1. Introduction

We are going to have a look at the deuce dataset that is there in R and see some of the different things that we can produce from this dataset. The deuce package contains data on professional Tennis and the purpose is for users to do a variety of sports analyses.

2. Package Installation

The deuce package can be installed with the following code below. Once you install the package then load the following libraries as well:

library(devtools)
install_github("skoval/deuce")
knitr::opts_chunk$set(echo = TRUE)

library(knitr)
library(htmlTable)
library(deuce)
library(ggplot2)

3. Datasets included

The following table provides the names and summary descriptions of each dataset in the package:

Name Description
atp_elo ATP Elo Ratings
atp_importance ATP Point Importance
atp_matches ATP Playing Activity
atp_odds ATP Match Odds
atp_odds_match_lookup ATP Match Odds Lookup Table
atp_players Biographic Details of ATP Players
atp_rankings Rankings of ATP Players
atp_tournaments ATP Tournaments
gs_point_by_point Grand Slam Point by Point Match Data
mcp_points Detail Point-by-Point Tennis Matches
point_by_point Point by Point Match Data
wta_elo WTA Elo Ratings
wta_importance WTA Point Importance
wta_matches WTA Playing Activity
wta_odds WTA Match Odds
wta_odds_match_lookup WTA Match Odds Lookup Table
wta_players Biographic Details of WTA Players
wta_rankings Rankings of WTA Players

4. Exploration of the datasets

Exploration - 1

Let us take a look at few of the analyses we can do with this package.

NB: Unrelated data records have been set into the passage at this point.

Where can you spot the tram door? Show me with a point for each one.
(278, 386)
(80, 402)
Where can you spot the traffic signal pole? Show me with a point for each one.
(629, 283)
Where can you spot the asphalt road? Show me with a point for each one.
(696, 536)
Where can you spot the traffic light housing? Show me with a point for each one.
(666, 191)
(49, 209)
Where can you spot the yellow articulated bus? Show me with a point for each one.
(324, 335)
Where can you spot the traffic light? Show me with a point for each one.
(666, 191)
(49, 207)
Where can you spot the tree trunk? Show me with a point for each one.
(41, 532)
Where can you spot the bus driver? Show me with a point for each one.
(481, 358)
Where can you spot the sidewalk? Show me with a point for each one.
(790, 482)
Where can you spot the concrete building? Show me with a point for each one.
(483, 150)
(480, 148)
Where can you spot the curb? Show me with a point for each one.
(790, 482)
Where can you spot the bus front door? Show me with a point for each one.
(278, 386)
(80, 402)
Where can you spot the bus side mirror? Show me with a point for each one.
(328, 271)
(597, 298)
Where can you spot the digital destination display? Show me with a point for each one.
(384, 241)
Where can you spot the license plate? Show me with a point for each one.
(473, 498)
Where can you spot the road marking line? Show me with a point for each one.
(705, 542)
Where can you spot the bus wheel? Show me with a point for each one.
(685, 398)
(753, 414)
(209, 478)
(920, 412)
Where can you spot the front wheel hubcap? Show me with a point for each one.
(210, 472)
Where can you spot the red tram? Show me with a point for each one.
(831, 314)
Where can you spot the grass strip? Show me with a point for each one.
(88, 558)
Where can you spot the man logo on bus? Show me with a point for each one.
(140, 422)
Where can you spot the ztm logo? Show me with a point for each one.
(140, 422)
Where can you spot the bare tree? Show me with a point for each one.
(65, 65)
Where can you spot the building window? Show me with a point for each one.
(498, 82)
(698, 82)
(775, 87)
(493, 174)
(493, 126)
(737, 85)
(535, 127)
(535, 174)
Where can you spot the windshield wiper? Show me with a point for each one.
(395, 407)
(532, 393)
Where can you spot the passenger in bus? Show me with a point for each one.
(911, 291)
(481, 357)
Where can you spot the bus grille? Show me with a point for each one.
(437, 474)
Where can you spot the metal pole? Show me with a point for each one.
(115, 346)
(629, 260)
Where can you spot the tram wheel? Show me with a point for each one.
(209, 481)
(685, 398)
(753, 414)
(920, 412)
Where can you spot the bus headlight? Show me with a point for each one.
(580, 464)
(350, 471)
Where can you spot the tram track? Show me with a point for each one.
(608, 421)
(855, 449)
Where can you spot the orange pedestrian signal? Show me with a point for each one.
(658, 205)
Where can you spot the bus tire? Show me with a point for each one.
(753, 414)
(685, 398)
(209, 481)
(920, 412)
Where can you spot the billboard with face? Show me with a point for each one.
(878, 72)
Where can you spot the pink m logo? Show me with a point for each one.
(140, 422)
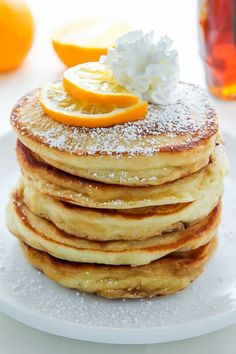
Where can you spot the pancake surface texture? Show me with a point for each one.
(127, 211)
(165, 276)
(59, 184)
(171, 142)
(45, 236)
(128, 224)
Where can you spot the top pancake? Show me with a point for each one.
(171, 142)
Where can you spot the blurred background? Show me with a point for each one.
(177, 19)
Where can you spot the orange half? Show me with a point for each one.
(87, 39)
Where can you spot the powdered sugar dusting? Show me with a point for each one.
(191, 118)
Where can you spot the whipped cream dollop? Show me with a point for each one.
(147, 68)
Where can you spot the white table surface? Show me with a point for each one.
(178, 19)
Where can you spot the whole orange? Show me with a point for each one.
(16, 33)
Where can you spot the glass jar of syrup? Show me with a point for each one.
(217, 22)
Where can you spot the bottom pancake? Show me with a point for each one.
(162, 277)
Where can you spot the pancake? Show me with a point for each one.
(172, 141)
(105, 224)
(45, 236)
(56, 183)
(165, 276)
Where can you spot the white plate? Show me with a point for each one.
(207, 305)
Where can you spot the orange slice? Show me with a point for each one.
(63, 108)
(95, 83)
(87, 39)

There is one question that is addressed in almost every sport that has been played and that is which player is the Greatest of all time (GOAT)? The debate for this in Tennis has been going on for decades now. Even though everyone has a different opinion on this let us consider one way to tackle this discussion. We are going to use Elo ratings in order to measure a players ability as it gives us a number of a player’s strength over time in comparison to the different opponents they have faced.

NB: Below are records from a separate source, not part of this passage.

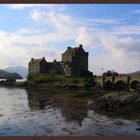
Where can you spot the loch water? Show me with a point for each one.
(34, 112)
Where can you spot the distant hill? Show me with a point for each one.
(18, 69)
(6, 75)
(134, 73)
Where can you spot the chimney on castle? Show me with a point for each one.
(68, 48)
(80, 46)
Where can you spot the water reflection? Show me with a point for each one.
(73, 106)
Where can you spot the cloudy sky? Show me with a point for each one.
(110, 33)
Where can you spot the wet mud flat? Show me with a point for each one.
(32, 112)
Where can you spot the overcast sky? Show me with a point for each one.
(110, 33)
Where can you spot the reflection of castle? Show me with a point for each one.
(74, 63)
(73, 109)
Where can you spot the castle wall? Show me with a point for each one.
(43, 66)
(34, 68)
(74, 63)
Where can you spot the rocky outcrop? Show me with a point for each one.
(121, 103)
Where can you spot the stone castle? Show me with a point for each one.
(74, 64)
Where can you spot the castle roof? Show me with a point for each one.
(38, 60)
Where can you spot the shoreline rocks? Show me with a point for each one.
(118, 103)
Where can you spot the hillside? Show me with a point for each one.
(18, 69)
(134, 73)
(5, 75)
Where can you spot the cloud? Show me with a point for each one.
(15, 47)
(136, 11)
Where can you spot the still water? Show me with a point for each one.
(56, 113)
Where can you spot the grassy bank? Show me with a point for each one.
(36, 79)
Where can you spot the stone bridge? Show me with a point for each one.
(121, 82)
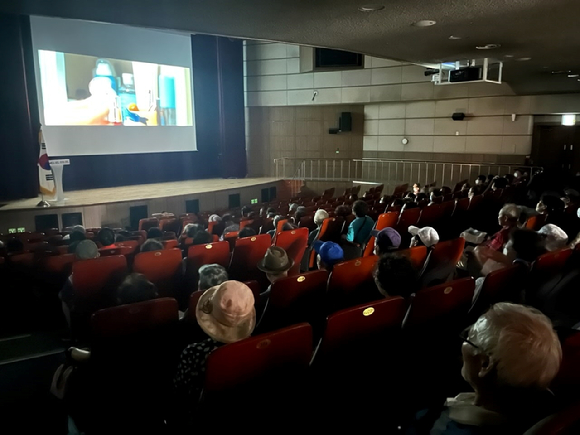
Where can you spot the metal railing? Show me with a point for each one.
(389, 172)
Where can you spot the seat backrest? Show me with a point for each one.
(294, 243)
(133, 318)
(445, 302)
(210, 253)
(374, 321)
(296, 299)
(441, 262)
(247, 253)
(352, 283)
(163, 268)
(266, 359)
(93, 278)
(416, 255)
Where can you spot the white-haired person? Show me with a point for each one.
(510, 356)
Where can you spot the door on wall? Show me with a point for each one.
(556, 147)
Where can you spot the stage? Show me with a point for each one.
(111, 206)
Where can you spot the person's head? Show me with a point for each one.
(211, 275)
(386, 240)
(202, 237)
(14, 245)
(289, 226)
(508, 215)
(319, 216)
(246, 210)
(246, 232)
(77, 236)
(426, 236)
(329, 253)
(151, 245)
(550, 204)
(510, 347)
(525, 245)
(275, 263)
(360, 208)
(154, 233)
(106, 237)
(136, 288)
(343, 210)
(395, 276)
(86, 250)
(555, 236)
(226, 312)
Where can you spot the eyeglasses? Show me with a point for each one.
(464, 337)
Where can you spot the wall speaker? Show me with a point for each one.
(345, 121)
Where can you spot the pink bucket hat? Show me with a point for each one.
(226, 312)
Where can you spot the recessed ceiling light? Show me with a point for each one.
(488, 46)
(424, 23)
(371, 8)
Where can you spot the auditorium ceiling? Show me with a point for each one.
(539, 39)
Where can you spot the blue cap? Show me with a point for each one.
(330, 252)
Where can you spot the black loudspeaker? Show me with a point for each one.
(192, 205)
(345, 121)
(136, 213)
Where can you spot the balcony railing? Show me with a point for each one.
(389, 172)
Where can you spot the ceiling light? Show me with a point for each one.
(488, 46)
(569, 120)
(424, 23)
(371, 8)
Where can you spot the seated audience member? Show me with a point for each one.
(272, 232)
(508, 219)
(556, 238)
(319, 217)
(246, 232)
(343, 211)
(329, 254)
(426, 236)
(386, 240)
(510, 357)
(154, 233)
(136, 288)
(226, 314)
(151, 245)
(211, 275)
(15, 245)
(202, 237)
(75, 238)
(106, 237)
(360, 228)
(394, 275)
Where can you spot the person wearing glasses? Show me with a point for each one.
(510, 357)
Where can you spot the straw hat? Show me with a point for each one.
(275, 261)
(226, 312)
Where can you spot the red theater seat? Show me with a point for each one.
(163, 268)
(352, 283)
(247, 253)
(294, 243)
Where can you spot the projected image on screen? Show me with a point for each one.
(87, 90)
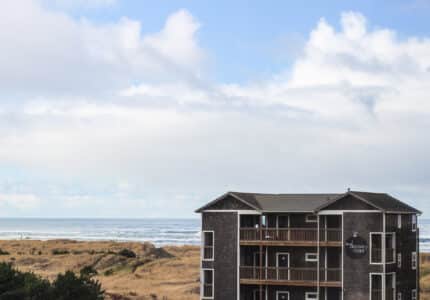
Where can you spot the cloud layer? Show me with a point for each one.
(91, 106)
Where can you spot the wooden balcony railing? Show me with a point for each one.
(208, 252)
(390, 255)
(376, 294)
(290, 234)
(376, 255)
(207, 290)
(289, 274)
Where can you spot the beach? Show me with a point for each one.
(170, 272)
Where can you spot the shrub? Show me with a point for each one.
(19, 286)
(59, 252)
(68, 286)
(88, 272)
(16, 285)
(2, 252)
(127, 253)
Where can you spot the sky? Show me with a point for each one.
(134, 109)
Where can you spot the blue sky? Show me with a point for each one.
(116, 108)
(244, 37)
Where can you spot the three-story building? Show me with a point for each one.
(350, 246)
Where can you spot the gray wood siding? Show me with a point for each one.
(356, 270)
(224, 226)
(406, 243)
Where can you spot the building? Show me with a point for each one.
(350, 246)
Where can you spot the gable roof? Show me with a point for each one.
(278, 202)
(312, 202)
(384, 202)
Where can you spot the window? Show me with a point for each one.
(311, 257)
(390, 285)
(208, 245)
(311, 296)
(375, 286)
(414, 261)
(207, 287)
(375, 247)
(414, 223)
(390, 245)
(414, 294)
(281, 295)
(311, 218)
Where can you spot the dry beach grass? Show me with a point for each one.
(155, 273)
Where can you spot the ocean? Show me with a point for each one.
(158, 231)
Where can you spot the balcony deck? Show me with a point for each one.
(303, 237)
(290, 276)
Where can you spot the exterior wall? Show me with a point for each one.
(356, 270)
(296, 293)
(224, 225)
(406, 243)
(297, 256)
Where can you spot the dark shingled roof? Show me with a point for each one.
(314, 202)
(385, 202)
(286, 202)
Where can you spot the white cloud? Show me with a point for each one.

We are going to consider a player’s peak Elo to evaluate their overall highest achievement in their career. We are going to be using the atp_elo dataset and we are considering all surfaces that they have played on (grass, hard, clay).

#Loading the dataset
data("atp_elo")

#Getting the peak elo ratings for all the players in the open era
peak_atp_elo <- atp_elo %>%
    group_by(player_name) %>%
    dplyr::summarise(
      peak.elo = max(overall_elo, na.rm = T)
    )

#Getting the top 10 players with the highest elo ratings
peak_atp_elo <- peak_atp_elo[order(peak_atp_elo$peak.elo, decreasing = T),][1:10,]
peak_atp_elo$player_name <- factor(peak_atp_elo$player_name, levels = peak_atp_elo$player_name[order(peak_atp_elo$peak.elo)], order = T)

#Plotting our data
peak_atp_elo %>%
  ggplot(aes(y = peak.elo, x = player_name)) + 
  geom_point(size = 2, col = "red") +
  theme(legend.position = "none") +
  scale_y_continuous("Career Peak Elo") + 
  scale_x_discrete("") + 
  coord_flip()

  • As we can see from the above graph, the male player int eh open era who has achieved the highest Elo is Novak Djokovic, followed by Bjorn Borg and Roger Federer who are a little below when compared to Djokovic. We can also say that when it comes to all the surfaces put together, Djokovic seems to have the highest points.

Exploration - 2

In this exploration, we are going to take a look at the Rally length trends by finding out the average rally length in both men’s and women’s Tennis from the year 2000 till 2019. Rally length is the number of shots that are played in a point. We are going to use the mcp_points dataset which gives us the detailed point by point match details.

#Loading the dataset
data("mcp_points")

# Counting double faults as 1 shot
mcp_points <- mcp_points %>%
  dplyr::mutate(
    year = as.numeric(substr(match_id, 1, 4)),
    ATP = ifelse(grepl("[0-9]-M-", match_id), "ATP", "WTA"),
    rallyCount = as.numeric(ifelse(rallyCount == 0, 1, rallyCount))
  ) %>%
  filter(year >= 2000, !is.na(rallyCount))

#Plotting the graph
#ATP refers to men's Tennis and WTA refers to women's Tennis
mcp_points %>%
  ggplot(aes(y = rallyCount, x = year, fill = ATP, colour = ATP)) + 
  geom_smooth(alpha = 0.3) + 
  scale_y_continuous("Rally Length", breaks = scales::pretty_breaks(n = 10)) + 
  scale_x_continuous("", breaks = scales::pretty_breaks(n = 10)) + 
  expand_limits(y = 1) + 
  theme(legend.position = "bottom", legend.direction = "horizontal") + 
  ggtitle("Rally Length Trends")

  • The typical rally length are mostly between 3 and 5 shots for both men and women, with the men’s rally length varying a little bit more than the women’s. For women’s the rally length is typically between 4 and 4.5.

5. Summary

There are various other analyses that can be done through the different datasets that are found in the deuce package with more data exploration. The dataset contains detailed information of data from the Tennis tour and can prove to be really useful.